I don't believe there is any focus on providing a distributed execution environment, rather platforms like Spark and Flink could integrate DataFusion as an implementation and expose the API for Apache Arrow operations.

houqp · on Aug 25, 2021

Datafusion, and Ballista by definition, also provides a Dataframe API that let's you construct queries programmatically. It also has preliminary support for UDFs.

We also have community members implementing Spark native executors using Datafusion, which showed significant speed improvements in the initial PoC.

jarpineh · on Aug 24, 2021

Hi. Is it possible to use Datafusion remotely, likea query service? Perhaps using Arrow Flight? I would like to query data with different clients. Python in Jupyter, straight to browser and perhaps even something like Nu shell. This way each tool won’t need to open its own copy of Arrow/Parquet data.

andygrove · on Aug 24, 2021

Yes. The Ballista crate (part of the arrow-datafusion repo) provides distributed query execution and the scheduler has a gRPC service. Flight is used internally as well but not directly exposed to users. There is also work in progress to add Python bindings for Ballista (they already exist for DataFusion).

jarpineh · on Aug 24, 2021

Thank you. I went through its GitHub repo for docs. It seems I need to dig a bit deeper perhaps. How to get started with my Parquet files isn’t immediately obvious.

I assume Python bindings would talk through gRPC. I could use gRPC directly perhaps?

andygrove · on Aug 24, 2021

The best "Getting Started" documentation right now is that on docs.rs - https://docs.rs/ballista/0.5.0/ballista/

This demonstrates using the Rust client (BallistaContext + DataFrame). There are already Python bindings for DataFrame but not BallistaContext yet.

Documentation for Ballista is severely lacking right now and this will be an area of focus for the next release.

jarpineh · on Aug 24, 2021

Thanks. I’m experimenting with Rust currently. This might fit the bill. I am curious though why does the client need to use async Rust. I hadn’t gotten that far in my learnings. I would have guessed that synchronous way should work as well.

yadamonk · on Aug 24, 2021

Are there any good resources on using DataFusion in Python beyond the README [1]?

[1] https://github.com/apache/arrow-datafusion/tree/master/pytho...
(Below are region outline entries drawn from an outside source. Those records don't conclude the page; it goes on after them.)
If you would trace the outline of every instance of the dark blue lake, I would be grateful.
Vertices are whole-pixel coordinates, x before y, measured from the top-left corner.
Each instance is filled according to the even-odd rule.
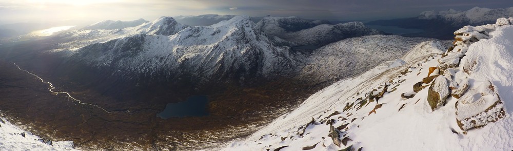
[[[203,117],[209,115],[207,110],[208,99],[206,96],[194,96],[185,101],[168,103],[164,111],[157,117],[164,119],[173,117]]]
[[[379,25],[366,25],[366,26],[370,28],[378,29],[385,32],[394,34],[403,34],[424,31],[424,30],[422,29],[402,28],[397,26],[385,26]]]

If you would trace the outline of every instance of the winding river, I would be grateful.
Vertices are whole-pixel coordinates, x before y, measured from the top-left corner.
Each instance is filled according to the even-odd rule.
[[[55,93],[55,95],[57,95],[57,96],[58,96],[60,93],[65,94],[65,95],[67,95],[67,97],[71,99],[73,101],[75,101],[75,102],[78,103],[78,104],[84,104],[84,105],[89,105],[89,106],[94,106],[94,107],[97,107],[98,108],[101,109],[102,110],[105,111],[105,112],[106,112],[107,113],[111,113],[111,112],[113,112],[113,111],[108,111],[108,110],[106,110],[105,108],[102,108],[101,107],[100,107],[100,106],[98,106],[97,105],[94,105],[94,104],[90,104],[90,103],[83,103],[82,101],[81,101],[80,100],[75,99],[75,98],[73,98],[73,97],[71,97],[71,95],[70,95],[69,93],[68,93],[67,92],[65,92],[65,91],[62,91],[62,92],[61,91],[54,91],[53,90],[55,89],[55,87],[53,86],[53,84],[52,84],[51,83],[50,83],[50,82],[48,82],[48,81],[45,81],[44,80],[43,80],[41,78],[39,77],[39,76],[38,76],[37,75],[36,75],[36,74],[35,74],[34,73],[30,73],[30,72],[29,72],[28,71],[22,69],[21,68],[19,67],[19,66],[18,66],[18,65],[16,64],[16,63],[14,63],[13,62],[12,63],[15,66],[16,66],[16,67],[17,67],[18,69],[19,69],[20,70],[22,70],[22,71],[25,71],[27,73],[30,74],[31,74],[32,76],[34,76],[36,78],[37,78],[37,79],[39,79],[39,80],[41,80],[41,82],[42,82],[42,83],[46,83],[48,84],[48,85],[50,86],[50,88],[48,88],[48,90],[52,93]]]

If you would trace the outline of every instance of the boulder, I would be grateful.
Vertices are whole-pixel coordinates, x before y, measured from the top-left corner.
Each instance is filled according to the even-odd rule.
[[[456,102],[456,122],[463,130],[484,126],[506,116],[496,87],[489,82],[476,85]]]
[[[431,81],[433,81],[433,79],[435,79],[435,78],[437,78],[437,77],[438,77],[438,76],[440,76],[440,74],[437,74],[424,78],[424,79],[422,79],[422,82],[424,82],[424,83],[425,84],[429,83],[429,82],[431,82]]]
[[[450,91],[449,83],[445,77],[439,76],[435,79],[427,92],[427,102],[431,110],[435,111],[445,104]]]
[[[458,88],[451,92],[451,96],[456,99],[460,99],[460,97],[463,95],[467,91],[467,90],[468,89],[468,87],[470,86],[468,84],[468,80],[464,80],[459,85]]]
[[[440,61],[442,59],[444,60],[444,62],[443,63],[440,63],[439,66],[441,69],[457,67],[460,65],[460,57],[456,56],[447,56],[439,60],[439,63],[440,63]]]
[[[317,142],[315,144],[313,144],[313,145],[311,145],[311,146],[306,146],[306,147],[303,147],[303,150],[310,150],[310,149],[312,149],[315,148],[315,146],[317,146],[317,144],[318,144],[320,142]]]
[[[440,72],[440,69],[438,67],[429,67],[429,71],[427,73],[427,77],[429,77],[431,74],[438,74]]]
[[[418,93],[419,91],[420,91],[420,90],[422,90],[423,89],[424,89],[424,87],[422,86],[422,83],[424,83],[424,82],[421,81],[419,82],[417,82],[417,83],[414,84],[413,91],[415,92],[416,93]]]
[[[329,134],[331,137],[331,140],[333,140],[333,143],[340,147],[342,140],[340,140],[340,134],[339,134],[339,130],[335,129],[335,127],[333,127],[333,125],[330,125]]]

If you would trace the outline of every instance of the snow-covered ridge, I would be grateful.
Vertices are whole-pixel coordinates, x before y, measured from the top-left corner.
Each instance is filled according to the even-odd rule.
[[[337,82],[223,150],[510,149],[512,24],[466,26],[445,52],[422,43],[407,62]]]
[[[425,11],[418,17],[426,20],[443,19],[453,23],[453,25],[462,26],[491,23],[500,17],[511,16],[513,16],[513,7],[492,9],[476,7],[464,11],[452,9],[439,12]]]
[[[75,150],[73,142],[44,139],[0,118],[0,150]]]
[[[83,28],[82,29],[93,30],[123,29],[125,28],[135,27],[147,22],[148,21],[143,18],[140,18],[139,20],[132,21],[114,21],[112,20],[106,20],[89,25]]]
[[[60,48],[64,49],[58,50],[59,51],[68,50],[66,51],[74,52],[77,49],[88,45],[105,42],[136,34],[170,35],[176,34],[180,30],[189,27],[178,23],[174,19],[170,17],[161,17],[152,22],[141,20],[137,21],[141,21],[142,23],[133,26],[130,26],[131,27],[115,28],[115,29],[104,29],[106,28],[102,27],[100,28],[100,29],[83,29],[64,32],[57,35],[54,37],[56,41],[60,42],[58,44]],[[90,26],[95,27],[97,26],[97,24],[107,24],[101,23],[104,22],[101,22],[100,23]]]

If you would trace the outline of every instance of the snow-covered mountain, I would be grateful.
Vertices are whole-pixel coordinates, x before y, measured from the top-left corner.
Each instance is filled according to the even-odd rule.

troelsSteegin · on Aug 24, 2021

Is this the best current view of a roadmap for Datafusion? https://www.mail-archive.com/dev@arrow.apache.org/msg23576.h...

alamb · on Aug 24, 2021

I do think that is the best current view of a RoadMap and Vision -- it would be great to flesh it out a bit more.

In fact, I'll make a note to try and add some more higher level context into the project on our goals.

Fordec · on Aug 24, 2021

If the vision is to pseudo-copy the best bits of postgres, I'd be very interested in seeing features that tackle PostGIS type spatial problems. Native spatial work that actually scales to handle global level data in a single node still feels like a pipe dream a lot of the time. Adding things like Dask or xarray feel like hacks on imperfect base layers just to get a base system to be barely operational.

xiaodai · on Aug 24, 2021

I want to understand something, why use Spark and DataFusion? As the way to interact with them is SQL.

Why not just use traditional DBMS like PostgreSQL?

Are there explainer articles on this topic?

See Quora: https://www.quora.com/unanswered/Whats-the-advantage-of-doin...

simonw · on Aug 24, 2021

Because if you have many TBs of data it's cheaper to run something like Spark across a bunch of smaller machines than it is to try and set up a many-TB PostgreSQL instance.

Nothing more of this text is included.